経済史学者のディアドラ・マクロスキーは「何故だかわからないが、人々は"世の中が悪くなっている"という主張を聞きたがる」と書いた。世の中がより良くなり続けることを示す数々の記録にも関わらず、悲観主義は楽観主義よりも普及しているし、悲観主義の方が賢く聞こえてしまう。悲観主義者は、楽観主義者たちよりも知的に高尚だと見なされ続けてきたのだ。J・S・ミルも「他の人が絶望している時に希望を感じている人よりも、他の人が希望を感じている時に絶望している人の方が尊敬される」と150年前に書いている。経済について楽観的な見通しを主張する人よりも経済破綻を主張する人の方がメディアでウケやすいし、同じ本の書評でもネガティブな書評を書いた人の方がポジティブな書評を書いた人よりも賢く思われる。
なぜ悲観主義者の方が賢く見えるのか?ダニエル・カーネマンが論じたように、人々に損失回避バイアスが備わっていることも、理由の一つだ。しかし、著者(ハウゼル)が観察して発見した、他の理由も記してみよう。

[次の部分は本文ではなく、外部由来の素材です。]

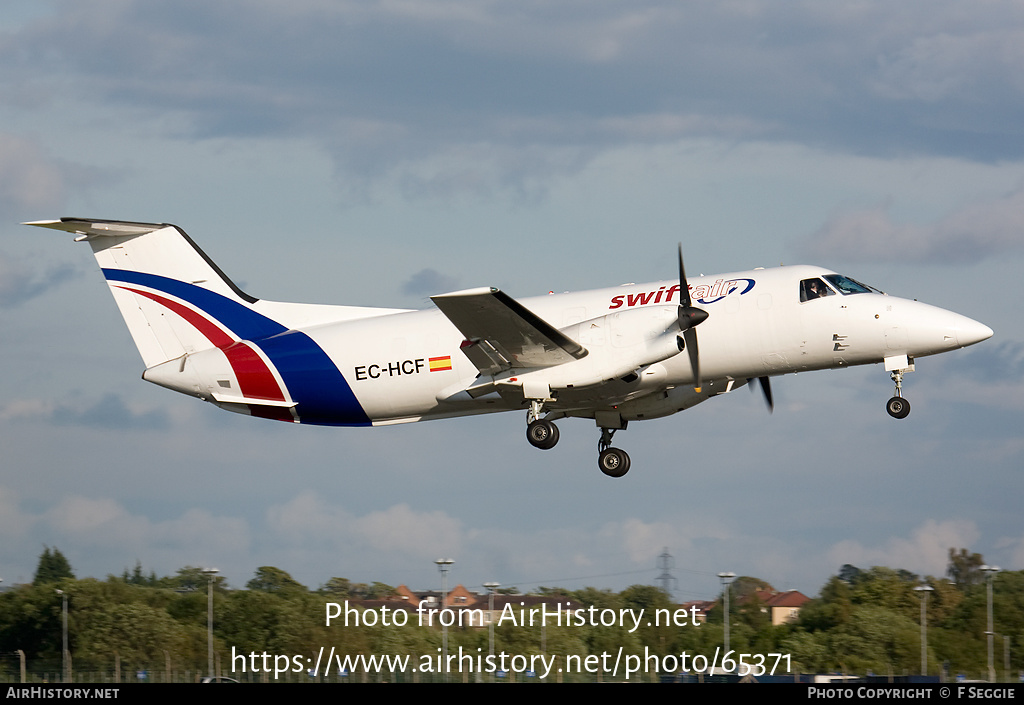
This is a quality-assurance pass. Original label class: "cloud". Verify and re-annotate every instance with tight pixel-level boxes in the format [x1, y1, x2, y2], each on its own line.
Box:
[801, 188, 1024, 264]
[12, 0, 1024, 200]
[826, 520, 981, 576]
[0, 252, 79, 306]
[267, 492, 463, 561]
[401, 268, 459, 296]
[51, 393, 170, 430]
[0, 393, 171, 430]
[0, 132, 99, 219]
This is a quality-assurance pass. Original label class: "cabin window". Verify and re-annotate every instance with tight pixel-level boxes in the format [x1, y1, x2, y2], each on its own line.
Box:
[800, 277, 836, 303]
[825, 275, 882, 296]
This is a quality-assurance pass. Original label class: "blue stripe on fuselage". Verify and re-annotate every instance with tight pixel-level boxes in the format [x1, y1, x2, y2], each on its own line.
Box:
[103, 269, 370, 426]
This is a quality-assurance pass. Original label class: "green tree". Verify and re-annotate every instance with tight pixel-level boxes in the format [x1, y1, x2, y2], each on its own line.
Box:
[946, 548, 985, 591]
[246, 566, 307, 593]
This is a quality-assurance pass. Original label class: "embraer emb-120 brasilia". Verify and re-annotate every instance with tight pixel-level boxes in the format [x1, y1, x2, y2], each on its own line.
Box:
[29, 218, 992, 478]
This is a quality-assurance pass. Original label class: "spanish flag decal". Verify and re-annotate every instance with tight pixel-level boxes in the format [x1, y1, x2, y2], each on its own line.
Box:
[427, 355, 452, 372]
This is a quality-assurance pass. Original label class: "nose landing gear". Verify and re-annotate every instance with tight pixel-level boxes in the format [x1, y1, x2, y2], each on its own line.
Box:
[886, 370, 910, 418]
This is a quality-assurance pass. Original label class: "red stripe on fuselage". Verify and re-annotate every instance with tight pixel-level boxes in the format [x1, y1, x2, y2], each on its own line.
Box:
[118, 287, 294, 421]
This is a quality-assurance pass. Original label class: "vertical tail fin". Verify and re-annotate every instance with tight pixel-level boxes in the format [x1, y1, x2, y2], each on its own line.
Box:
[27, 218, 264, 368]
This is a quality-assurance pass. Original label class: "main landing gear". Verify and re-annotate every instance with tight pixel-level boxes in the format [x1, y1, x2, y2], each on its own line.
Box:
[886, 370, 910, 418]
[597, 428, 630, 478]
[526, 400, 558, 451]
[526, 400, 630, 478]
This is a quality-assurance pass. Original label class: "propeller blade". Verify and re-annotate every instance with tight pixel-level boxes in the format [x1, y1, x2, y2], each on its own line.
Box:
[677, 243, 708, 392]
[683, 328, 700, 393]
[748, 377, 775, 414]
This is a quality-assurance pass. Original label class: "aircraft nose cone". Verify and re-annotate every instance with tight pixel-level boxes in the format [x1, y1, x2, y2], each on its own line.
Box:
[956, 317, 992, 347]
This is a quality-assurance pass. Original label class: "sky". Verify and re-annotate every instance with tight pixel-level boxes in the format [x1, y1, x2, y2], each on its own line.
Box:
[0, 0, 1024, 600]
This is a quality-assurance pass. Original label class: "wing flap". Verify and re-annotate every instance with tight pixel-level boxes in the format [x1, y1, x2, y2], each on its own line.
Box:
[430, 288, 587, 375]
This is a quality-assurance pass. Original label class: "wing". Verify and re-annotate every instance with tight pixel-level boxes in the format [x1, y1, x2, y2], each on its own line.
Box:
[430, 288, 587, 375]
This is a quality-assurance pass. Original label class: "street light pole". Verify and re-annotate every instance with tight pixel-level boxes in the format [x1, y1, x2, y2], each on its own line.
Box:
[981, 566, 999, 682]
[483, 583, 501, 682]
[57, 590, 71, 682]
[913, 585, 935, 675]
[718, 572, 736, 672]
[434, 558, 455, 682]
[203, 568, 220, 678]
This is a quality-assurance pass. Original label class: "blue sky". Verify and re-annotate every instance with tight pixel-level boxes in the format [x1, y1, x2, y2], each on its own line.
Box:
[0, 0, 1024, 599]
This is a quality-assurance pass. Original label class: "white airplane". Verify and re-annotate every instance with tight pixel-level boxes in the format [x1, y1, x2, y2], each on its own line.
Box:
[27, 218, 992, 478]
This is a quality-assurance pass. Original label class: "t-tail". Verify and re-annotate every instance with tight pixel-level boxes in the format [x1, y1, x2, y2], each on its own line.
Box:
[27, 218, 381, 425]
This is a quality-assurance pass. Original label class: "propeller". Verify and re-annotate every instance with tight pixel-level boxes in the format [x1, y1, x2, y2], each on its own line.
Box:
[746, 377, 775, 414]
[678, 243, 708, 393]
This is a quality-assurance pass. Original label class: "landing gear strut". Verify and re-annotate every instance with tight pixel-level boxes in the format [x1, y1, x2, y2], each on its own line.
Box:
[597, 428, 630, 478]
[886, 370, 910, 418]
[526, 400, 558, 451]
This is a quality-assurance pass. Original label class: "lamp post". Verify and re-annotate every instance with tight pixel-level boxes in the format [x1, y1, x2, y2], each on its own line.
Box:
[57, 590, 71, 682]
[483, 582, 502, 682]
[718, 573, 736, 658]
[434, 558, 455, 682]
[203, 568, 220, 678]
[913, 585, 935, 675]
[981, 566, 999, 682]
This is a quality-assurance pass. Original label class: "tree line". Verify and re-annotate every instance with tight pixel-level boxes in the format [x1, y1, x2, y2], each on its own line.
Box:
[0, 547, 1024, 680]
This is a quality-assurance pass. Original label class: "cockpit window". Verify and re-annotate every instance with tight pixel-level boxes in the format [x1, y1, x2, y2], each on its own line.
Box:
[800, 278, 836, 302]
[825, 275, 883, 296]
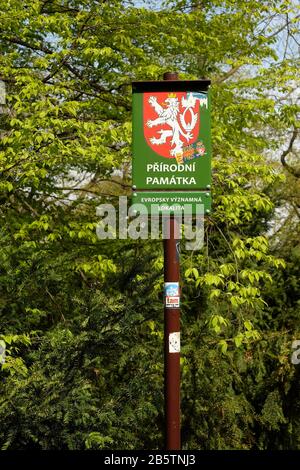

1:楽観主義はリスクに対して脆弱であるように見えるので、相対的に悲観主義の方が賢く見える。…だが、実際には、楽観主義者は目先のネガティブな出来事に備えたうえで長期的な視野をふまえてポジティブに考えていることが多い。一方で、悲観主義者にとっては、ある一つの悪い出来事が起こればそれが世界の終わりに感じられる。楽観主義者と悲観主義者の違いは、時間の捉え方や忍耐力の違いであることが多いのだ。
2:悲観主義は「全ての物事がうまくいっているわけではない」ことを示すため、自分の個人的な問題に言い訳を与えてくれる。自分の問題は自分のコントロールできないところで起こるネガティブな物事のせいだ、と考えられると安心感を抱けるので、我々は悲観主義に惹かれるのだ。
3:悲観主義は行動を求めるが、楽観主義は「現状のままでよい」ということを示す。悲観主義的な記事は「現状は悪いから改善のために行動が必要だ」ということが書かれているため、内容に関わらず、楽観主義的な記事よりも注目を惹きやすいのだ。
4:楽観主義はセールスマンの売り文句のように聞こえるが、悲観主義は自分のことを助けてくれる人の言葉のように聞こえる。そして、多くの場面でこれは事実である。だが、特に金や政治など人々が感情的になる話題に関しては、しばしば悲観主義も売り文句となることが多い。
5:悲観主義は、市場がどれほど確実に適応しているかを考慮に入れず、現在の傾向からのみ推定する。分析が合理的であることは確かなので、人々を脅かすような悲観主義な警告も、合理的に聞こえるのだ。
記事の最後の段落で「悲観主義者の悲観論は不安定でこれから変化が起こる物事を予測する指標になる、悲観論が唱えられているところにこそ楽観的に追求すべきチャンスが転がっている」ということを書いている。